In Defense of Clichés

In Defense of Clichés

We’ve all seen it before. It’s a brisk, windy day, and a busy businessman headed down the sidewalk has somewhere to be. He grips his briefcase, zips up his jacket, and picks up his pace. In the opposite direction, a similarly-occupied woman with a parasol pulls her scarf closer around her neck and holds her umbrella tight as the gusts continue. Both in a hurry, they dash down the walkway until SMACK! They collide, the man’s briefcase spills its contents all over the ground, and the woman’s parasol soars off into the breeze. Initially annoyed, the duo quickly realize they may have found more than they lost—in fact, they’ve found nothing short of true love!

How predictable, how derivative, how cliché.

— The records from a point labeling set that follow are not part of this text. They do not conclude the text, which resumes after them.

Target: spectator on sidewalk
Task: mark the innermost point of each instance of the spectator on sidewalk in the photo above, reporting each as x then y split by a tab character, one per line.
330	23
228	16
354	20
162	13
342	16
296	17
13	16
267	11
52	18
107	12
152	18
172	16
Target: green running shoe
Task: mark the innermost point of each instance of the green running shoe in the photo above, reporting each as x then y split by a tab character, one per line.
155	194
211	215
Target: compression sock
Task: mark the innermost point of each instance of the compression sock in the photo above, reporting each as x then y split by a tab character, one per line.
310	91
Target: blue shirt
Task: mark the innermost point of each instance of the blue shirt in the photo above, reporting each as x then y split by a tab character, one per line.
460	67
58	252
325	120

However, clichés, or sayings or elements that are considered overused, aren’t always the scourge of every good story. While we can all agree that a story riddled with clichés can easily lose the dramatic weight it intended to carry, these common, easily recognizable elements of a given genre can supplement a brilliant, original story.

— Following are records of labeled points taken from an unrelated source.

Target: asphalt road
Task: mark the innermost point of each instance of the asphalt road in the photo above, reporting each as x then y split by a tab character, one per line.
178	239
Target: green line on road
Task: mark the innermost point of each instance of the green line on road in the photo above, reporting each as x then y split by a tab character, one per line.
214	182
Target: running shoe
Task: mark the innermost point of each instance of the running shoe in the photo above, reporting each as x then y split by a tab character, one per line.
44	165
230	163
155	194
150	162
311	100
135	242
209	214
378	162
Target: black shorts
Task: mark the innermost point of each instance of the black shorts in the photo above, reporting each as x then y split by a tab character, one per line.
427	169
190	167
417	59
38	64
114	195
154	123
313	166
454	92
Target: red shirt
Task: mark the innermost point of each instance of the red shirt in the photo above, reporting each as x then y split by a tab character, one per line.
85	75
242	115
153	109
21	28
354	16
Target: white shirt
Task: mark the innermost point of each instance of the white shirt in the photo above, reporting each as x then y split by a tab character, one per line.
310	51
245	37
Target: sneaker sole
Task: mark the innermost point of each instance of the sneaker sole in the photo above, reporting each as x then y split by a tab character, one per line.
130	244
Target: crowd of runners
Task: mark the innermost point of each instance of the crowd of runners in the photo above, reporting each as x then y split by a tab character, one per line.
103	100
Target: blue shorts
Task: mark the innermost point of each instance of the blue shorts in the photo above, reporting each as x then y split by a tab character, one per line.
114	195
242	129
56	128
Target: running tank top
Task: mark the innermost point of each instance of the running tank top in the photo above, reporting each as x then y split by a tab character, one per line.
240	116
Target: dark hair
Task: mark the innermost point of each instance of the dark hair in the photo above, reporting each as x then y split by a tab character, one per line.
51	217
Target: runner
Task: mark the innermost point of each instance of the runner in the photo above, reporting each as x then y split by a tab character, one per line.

Using clichés early in a work can develop a viewer’s expectations of what is to come, leaving them vulnerable to an unexpected twist! Occasionally, the presence of several clichés early in a film even serves to warn viewers that the “answer” to the plot isn’t as simple as it may seemmystery films often use clichés in this manner. For example, a screenwriter may take advantage of the common “butler killed them” trope by having a housekeeper as a prime suspect very early in the film, primarily to indicate to the audience that such a conclusion is likely false and that the mystery is not as simple to solve as they may expect.

Clichés can also form the backbone of a comedic work, one which deconstructs the common tropes of its genre to hilarious effect. The Sharknado franchise is famous for this, making endlessly more absurd takes on the disaster genre and parodying every common aspect of it. Without the universality that clichés carry, these comedies would lack their relatable punch. This reliability can also take a more serious form: so-called “spiritual successors” are works that incorporate elements of another work, often elements that are in fact clichés, in order to emulate the feelings the original conveyed. 

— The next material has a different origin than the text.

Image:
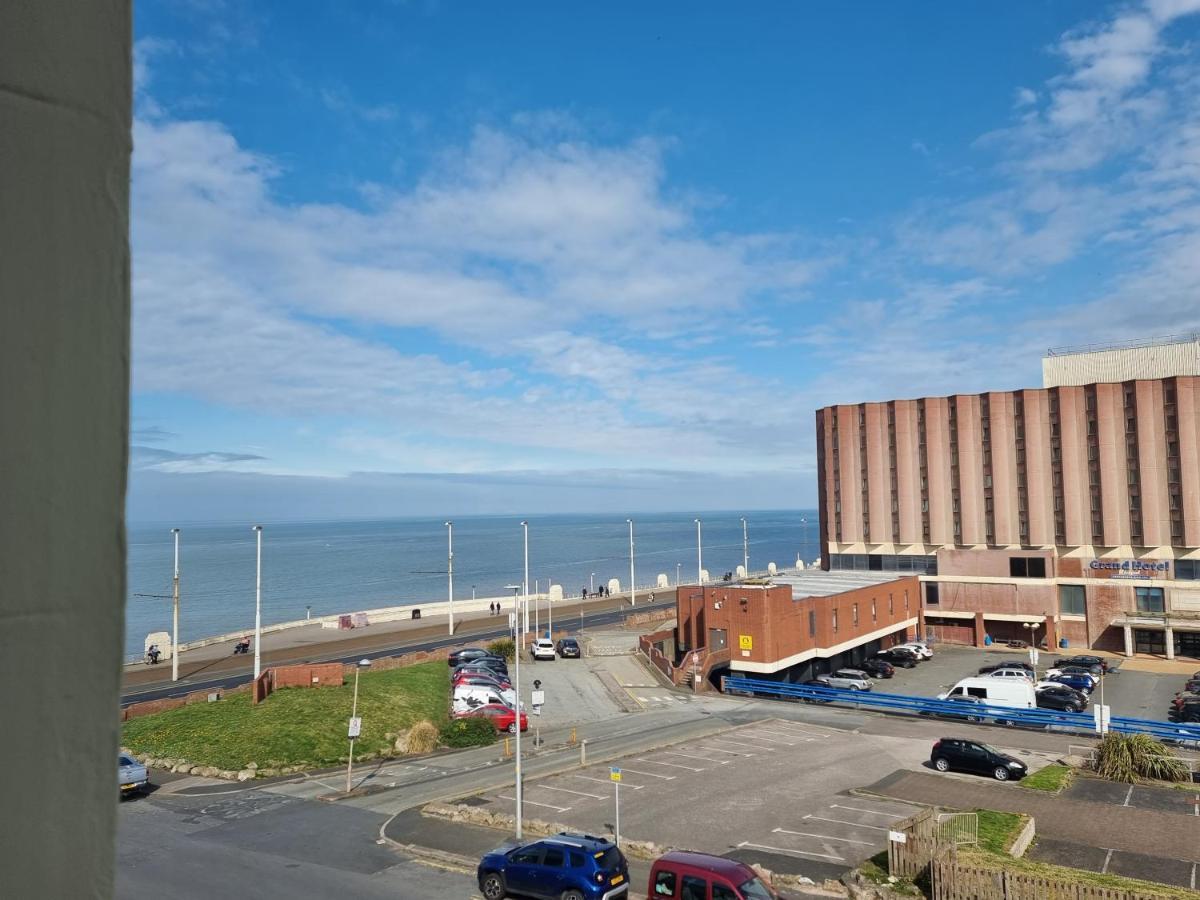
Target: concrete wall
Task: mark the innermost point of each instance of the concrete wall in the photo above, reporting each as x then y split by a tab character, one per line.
65	117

Applications in other works aside, clichés deserve a degree of respect simply because of where they come from—they all start as an idea that resonated across a genre. So many villains may be the fathers, brothers, and mothers of the hero, but all of them may remind us of the classic cinema shocker that was Darth Vader’s “I am your father” reveal. Sometimes a particularly brilliant piece will fit several narrative puzzles, and that’s the wonderful thing about stories and genres. Pablo Picasso said that “the bad artists imitate, the good artists steal.” A bad work of media is one which derives its entire identity from a different work, but a good work is one which “steals”  the best moments, or clichés, to serve its own purpose. So next time you see an agent defuse a bomb at 00:01, or watch a dying man use his final ounce of strength to declare his love, take a moment and remember all the good that clichés have done for the creative world. Your happy ending might just rely on it.